Introduction Tracheostomies are a common adjunct to therapy for critically ill patients in the intensive care unit (ICU). This study sought to identify the incidence of, and demographic, clinical and care process factors related to, tracheostomy-related skin injuries (TRSI) in ICU patients.

Methods Conducted in a 36-bed ICU of an Australian metropolitan tertiary referral acute care health facility, this study employed a retrospective review of patient records between February 2015 and December 2016 for patients who had a tracheostomy inserted during an ICU admission. Records were reviewed for the patient’s admission or a 20-day observation period, whichever was shorter.

Results Of the 102 patients included, 66 were male (64.7%) and their mean age was 50 years (SD=18.3).
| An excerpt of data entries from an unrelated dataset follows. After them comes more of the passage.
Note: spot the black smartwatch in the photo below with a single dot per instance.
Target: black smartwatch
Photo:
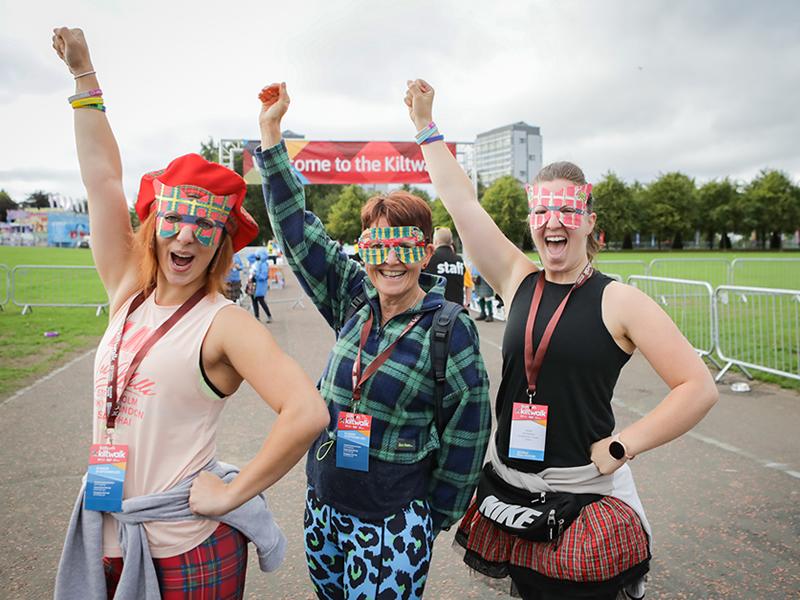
(617, 449)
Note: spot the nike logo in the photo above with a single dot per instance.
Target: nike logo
(510, 515)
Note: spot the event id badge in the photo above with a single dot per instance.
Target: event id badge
(352, 441)
(105, 477)
(528, 431)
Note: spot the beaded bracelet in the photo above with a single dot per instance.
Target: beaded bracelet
(87, 101)
(433, 138)
(427, 132)
(82, 95)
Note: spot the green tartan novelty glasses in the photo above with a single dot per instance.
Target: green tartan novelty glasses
(407, 242)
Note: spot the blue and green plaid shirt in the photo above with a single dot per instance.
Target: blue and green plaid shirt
(399, 396)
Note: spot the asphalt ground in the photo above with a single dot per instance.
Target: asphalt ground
(722, 500)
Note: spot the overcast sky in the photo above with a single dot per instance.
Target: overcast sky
(638, 88)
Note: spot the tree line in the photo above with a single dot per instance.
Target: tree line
(670, 209)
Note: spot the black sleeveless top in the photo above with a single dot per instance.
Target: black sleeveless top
(577, 378)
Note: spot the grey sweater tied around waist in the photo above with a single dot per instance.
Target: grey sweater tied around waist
(80, 571)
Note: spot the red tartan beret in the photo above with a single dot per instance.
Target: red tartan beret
(194, 170)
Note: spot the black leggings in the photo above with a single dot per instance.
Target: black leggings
(260, 300)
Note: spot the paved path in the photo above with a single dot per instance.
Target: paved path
(722, 501)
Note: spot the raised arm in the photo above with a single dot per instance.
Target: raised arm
(502, 264)
(636, 321)
(327, 275)
(101, 171)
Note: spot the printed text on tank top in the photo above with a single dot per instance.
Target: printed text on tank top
(112, 394)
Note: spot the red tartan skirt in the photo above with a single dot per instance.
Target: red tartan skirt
(214, 569)
(605, 540)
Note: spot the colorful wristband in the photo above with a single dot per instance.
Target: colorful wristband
(435, 138)
(87, 101)
(427, 133)
(82, 95)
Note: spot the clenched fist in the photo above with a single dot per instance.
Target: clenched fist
(419, 99)
(71, 47)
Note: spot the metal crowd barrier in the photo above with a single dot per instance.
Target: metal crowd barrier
(765, 272)
(57, 285)
(622, 268)
(715, 271)
(5, 282)
(689, 303)
(758, 328)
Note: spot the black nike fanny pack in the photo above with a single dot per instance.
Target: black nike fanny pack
(538, 517)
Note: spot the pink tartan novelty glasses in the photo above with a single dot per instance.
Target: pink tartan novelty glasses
(569, 204)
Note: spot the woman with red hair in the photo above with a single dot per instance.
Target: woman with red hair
(401, 456)
(557, 510)
(158, 516)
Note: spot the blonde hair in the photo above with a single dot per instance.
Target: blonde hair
(144, 247)
(572, 173)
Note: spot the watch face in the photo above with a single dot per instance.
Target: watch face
(617, 450)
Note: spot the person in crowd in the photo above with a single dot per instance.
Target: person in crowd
(446, 263)
(557, 510)
(485, 295)
(259, 283)
(401, 457)
(157, 515)
(233, 282)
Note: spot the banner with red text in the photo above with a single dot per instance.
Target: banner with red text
(350, 162)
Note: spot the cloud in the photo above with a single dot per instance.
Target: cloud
(638, 88)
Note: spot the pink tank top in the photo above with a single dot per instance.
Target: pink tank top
(168, 416)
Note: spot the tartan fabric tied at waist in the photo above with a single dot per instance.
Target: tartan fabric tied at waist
(605, 540)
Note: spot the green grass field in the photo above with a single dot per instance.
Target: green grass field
(25, 353)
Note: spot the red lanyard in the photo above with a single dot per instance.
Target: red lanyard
(358, 379)
(533, 362)
(112, 400)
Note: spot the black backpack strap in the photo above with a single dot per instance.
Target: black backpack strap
(357, 301)
(444, 319)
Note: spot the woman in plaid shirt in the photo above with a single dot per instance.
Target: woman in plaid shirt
(383, 481)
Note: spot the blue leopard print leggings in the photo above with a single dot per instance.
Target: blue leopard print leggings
(350, 558)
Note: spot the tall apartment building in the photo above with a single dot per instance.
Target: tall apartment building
(514, 149)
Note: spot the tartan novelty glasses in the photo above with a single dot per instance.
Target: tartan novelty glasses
(569, 204)
(201, 210)
(407, 242)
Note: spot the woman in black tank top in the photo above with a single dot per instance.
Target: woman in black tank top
(570, 330)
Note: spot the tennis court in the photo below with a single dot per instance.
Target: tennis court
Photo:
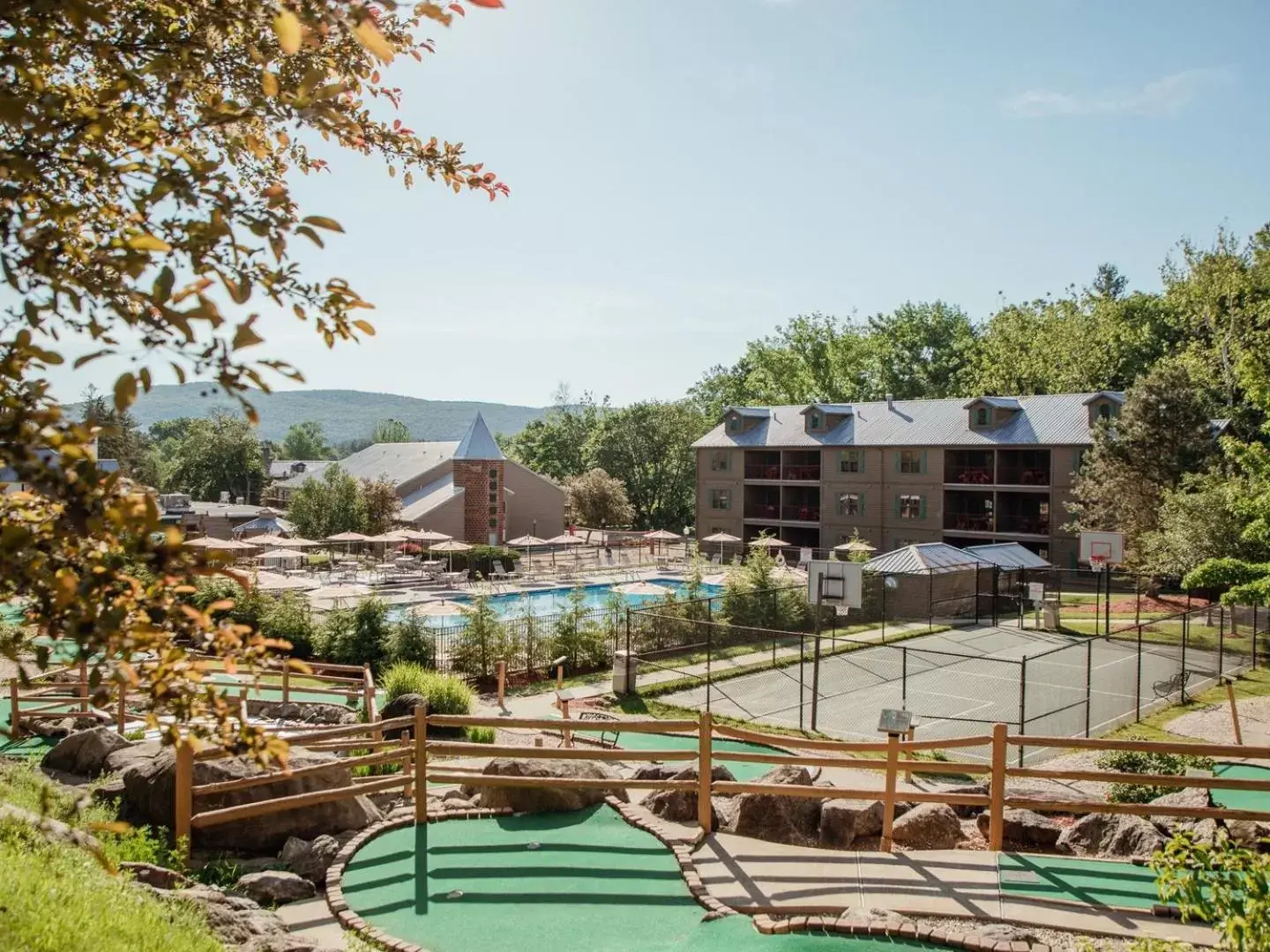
(959, 682)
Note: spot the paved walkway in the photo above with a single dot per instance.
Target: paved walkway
(755, 876)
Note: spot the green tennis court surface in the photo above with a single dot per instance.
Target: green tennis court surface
(1087, 881)
(546, 882)
(1241, 799)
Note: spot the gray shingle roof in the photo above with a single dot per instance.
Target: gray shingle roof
(1057, 419)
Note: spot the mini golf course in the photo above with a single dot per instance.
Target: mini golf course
(549, 881)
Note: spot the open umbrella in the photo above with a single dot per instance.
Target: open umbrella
(723, 539)
(451, 546)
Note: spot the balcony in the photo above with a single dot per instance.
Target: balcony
(800, 513)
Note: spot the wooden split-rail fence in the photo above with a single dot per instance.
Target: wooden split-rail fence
(423, 759)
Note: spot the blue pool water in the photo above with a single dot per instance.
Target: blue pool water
(551, 602)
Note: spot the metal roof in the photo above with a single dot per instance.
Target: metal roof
(1053, 419)
(478, 443)
(1007, 555)
(938, 557)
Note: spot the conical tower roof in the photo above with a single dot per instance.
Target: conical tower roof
(478, 443)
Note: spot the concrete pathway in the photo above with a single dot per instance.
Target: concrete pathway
(755, 876)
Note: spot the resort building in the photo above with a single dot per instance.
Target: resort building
(900, 471)
(467, 489)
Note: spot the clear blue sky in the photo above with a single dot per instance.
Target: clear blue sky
(684, 176)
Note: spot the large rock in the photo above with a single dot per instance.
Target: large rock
(274, 886)
(681, 805)
(927, 827)
(796, 820)
(843, 820)
(1024, 828)
(1111, 836)
(84, 753)
(150, 788)
(545, 800)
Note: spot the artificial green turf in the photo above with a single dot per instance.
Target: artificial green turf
(1241, 799)
(1088, 881)
(591, 880)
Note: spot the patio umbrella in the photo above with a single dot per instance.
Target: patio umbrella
(451, 546)
(641, 588)
(723, 539)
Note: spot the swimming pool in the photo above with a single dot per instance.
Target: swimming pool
(545, 602)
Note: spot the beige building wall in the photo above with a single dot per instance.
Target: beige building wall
(534, 504)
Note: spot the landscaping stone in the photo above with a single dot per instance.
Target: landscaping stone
(150, 798)
(681, 805)
(276, 886)
(843, 820)
(1111, 836)
(542, 800)
(927, 827)
(84, 753)
(794, 820)
(1024, 828)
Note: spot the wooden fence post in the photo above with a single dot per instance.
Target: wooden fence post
(704, 770)
(888, 804)
(407, 790)
(997, 788)
(421, 764)
(184, 807)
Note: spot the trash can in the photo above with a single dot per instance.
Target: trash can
(1050, 614)
(625, 671)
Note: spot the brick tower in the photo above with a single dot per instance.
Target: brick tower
(479, 470)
Of these patients, 23 (22.5%) developed a TRSI. No association was found between patient characteristics, tracheostomy insertion method and the development of a TRSI; however, the use of non-adjustable flange tubes was associated with the development of TRSI (p=0.023). Omissions in nursing documentation of care processes for tracheostomies were observed.
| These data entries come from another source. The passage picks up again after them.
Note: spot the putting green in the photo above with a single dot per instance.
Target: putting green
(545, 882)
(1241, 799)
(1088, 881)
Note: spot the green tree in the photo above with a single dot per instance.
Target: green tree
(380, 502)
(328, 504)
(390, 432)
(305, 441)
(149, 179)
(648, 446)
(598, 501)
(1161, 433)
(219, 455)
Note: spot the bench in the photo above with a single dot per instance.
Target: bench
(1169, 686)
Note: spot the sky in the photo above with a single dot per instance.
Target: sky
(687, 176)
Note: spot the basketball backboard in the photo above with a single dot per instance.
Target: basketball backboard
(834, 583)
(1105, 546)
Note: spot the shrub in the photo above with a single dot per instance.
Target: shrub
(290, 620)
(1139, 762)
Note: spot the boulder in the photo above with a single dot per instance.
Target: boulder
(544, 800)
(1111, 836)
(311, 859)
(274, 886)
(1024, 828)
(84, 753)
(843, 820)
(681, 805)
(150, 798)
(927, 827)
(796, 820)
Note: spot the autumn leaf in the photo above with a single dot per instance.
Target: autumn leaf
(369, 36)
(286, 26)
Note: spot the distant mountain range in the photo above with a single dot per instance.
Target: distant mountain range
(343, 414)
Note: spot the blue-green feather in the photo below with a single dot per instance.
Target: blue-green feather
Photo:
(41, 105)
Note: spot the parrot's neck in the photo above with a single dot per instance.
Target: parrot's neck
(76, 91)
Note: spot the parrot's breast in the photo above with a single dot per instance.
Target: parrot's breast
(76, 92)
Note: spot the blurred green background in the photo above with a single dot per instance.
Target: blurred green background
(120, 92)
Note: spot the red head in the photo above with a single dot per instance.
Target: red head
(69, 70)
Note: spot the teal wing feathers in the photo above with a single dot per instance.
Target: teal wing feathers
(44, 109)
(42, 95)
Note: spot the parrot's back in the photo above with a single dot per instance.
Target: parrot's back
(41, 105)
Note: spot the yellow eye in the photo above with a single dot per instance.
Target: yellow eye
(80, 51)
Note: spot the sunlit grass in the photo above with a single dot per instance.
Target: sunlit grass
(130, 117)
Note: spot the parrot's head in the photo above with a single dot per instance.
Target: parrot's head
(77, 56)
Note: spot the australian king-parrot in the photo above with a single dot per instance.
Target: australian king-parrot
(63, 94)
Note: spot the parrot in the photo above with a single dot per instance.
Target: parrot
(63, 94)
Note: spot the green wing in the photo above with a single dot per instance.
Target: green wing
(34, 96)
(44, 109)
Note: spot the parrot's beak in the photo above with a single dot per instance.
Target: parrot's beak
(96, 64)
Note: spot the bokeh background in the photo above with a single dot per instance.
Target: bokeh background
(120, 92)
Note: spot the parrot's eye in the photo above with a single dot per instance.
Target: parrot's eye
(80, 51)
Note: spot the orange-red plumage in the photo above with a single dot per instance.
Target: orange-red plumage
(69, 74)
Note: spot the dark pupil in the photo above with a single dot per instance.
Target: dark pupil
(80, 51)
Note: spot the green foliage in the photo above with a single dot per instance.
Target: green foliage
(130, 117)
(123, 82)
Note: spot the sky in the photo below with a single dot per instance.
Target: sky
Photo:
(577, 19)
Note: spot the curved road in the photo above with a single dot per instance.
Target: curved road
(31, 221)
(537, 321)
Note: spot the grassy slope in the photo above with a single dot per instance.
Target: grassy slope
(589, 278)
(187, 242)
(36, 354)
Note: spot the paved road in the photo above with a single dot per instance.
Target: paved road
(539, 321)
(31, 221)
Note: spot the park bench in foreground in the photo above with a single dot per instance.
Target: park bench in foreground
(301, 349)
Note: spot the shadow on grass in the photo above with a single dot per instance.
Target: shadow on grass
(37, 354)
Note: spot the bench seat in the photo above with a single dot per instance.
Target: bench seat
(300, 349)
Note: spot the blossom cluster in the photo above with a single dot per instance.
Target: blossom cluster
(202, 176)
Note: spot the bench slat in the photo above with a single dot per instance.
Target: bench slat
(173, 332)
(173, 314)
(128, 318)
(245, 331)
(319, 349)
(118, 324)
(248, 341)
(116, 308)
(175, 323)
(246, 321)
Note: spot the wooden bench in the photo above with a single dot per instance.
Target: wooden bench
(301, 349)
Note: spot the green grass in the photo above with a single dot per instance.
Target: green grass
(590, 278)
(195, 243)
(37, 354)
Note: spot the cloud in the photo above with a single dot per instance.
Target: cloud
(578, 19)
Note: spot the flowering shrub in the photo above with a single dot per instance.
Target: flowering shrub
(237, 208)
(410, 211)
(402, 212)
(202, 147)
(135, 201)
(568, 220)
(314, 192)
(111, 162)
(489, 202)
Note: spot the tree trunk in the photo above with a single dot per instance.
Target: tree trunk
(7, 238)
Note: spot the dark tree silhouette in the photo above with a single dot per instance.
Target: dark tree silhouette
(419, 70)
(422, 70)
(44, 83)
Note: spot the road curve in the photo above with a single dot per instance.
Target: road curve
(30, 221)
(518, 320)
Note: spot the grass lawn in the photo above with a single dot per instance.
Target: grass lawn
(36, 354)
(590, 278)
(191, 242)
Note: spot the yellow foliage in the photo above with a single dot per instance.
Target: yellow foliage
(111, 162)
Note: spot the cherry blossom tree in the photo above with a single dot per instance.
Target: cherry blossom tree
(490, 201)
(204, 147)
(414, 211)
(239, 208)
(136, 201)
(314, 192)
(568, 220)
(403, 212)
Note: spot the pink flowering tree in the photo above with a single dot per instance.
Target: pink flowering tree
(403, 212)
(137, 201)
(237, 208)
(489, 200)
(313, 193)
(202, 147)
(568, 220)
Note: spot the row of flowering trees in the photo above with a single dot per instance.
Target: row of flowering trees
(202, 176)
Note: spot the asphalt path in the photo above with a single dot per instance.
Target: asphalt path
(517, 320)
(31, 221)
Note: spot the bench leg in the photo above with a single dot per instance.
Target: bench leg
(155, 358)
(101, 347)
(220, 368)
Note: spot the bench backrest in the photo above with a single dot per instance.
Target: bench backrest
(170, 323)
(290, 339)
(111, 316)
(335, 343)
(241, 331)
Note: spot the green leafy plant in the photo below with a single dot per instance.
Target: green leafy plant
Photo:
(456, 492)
Conclusion This study addressed a specific medical device, the tracheostomy tube, providing evidence of TRSI occurrence in the ICU setting. Although no common demographic, clinical nor care process factors were associated with TRSI development, findings from this study highlight a deficiency in nursing documentation.

Background

Development of medical device-related pressure injuries (MDRPI) results from the use of devices for therapeutic or diagnostic purposes and are well recognised as separate from traditional pressure injuries (PI)1. Studies by Barakat-Johnson et al.2,3, Cooper et al.4 and Hanonu & Karadag5 found the development of a MDRPI can be difficult to prevent when the device is essential to a patient’s treatment and that patients in the intensive care unit (ICU) are a vulnerable patient group due to the high use of medical devices in their care. Currently there is little information relating to the type of injury caused by different devices in the critical ill patient population6. This study examines tracheostomy tubes and skin injuries related to this specific medical device – tracheostomy-related skin injuries (TRSI).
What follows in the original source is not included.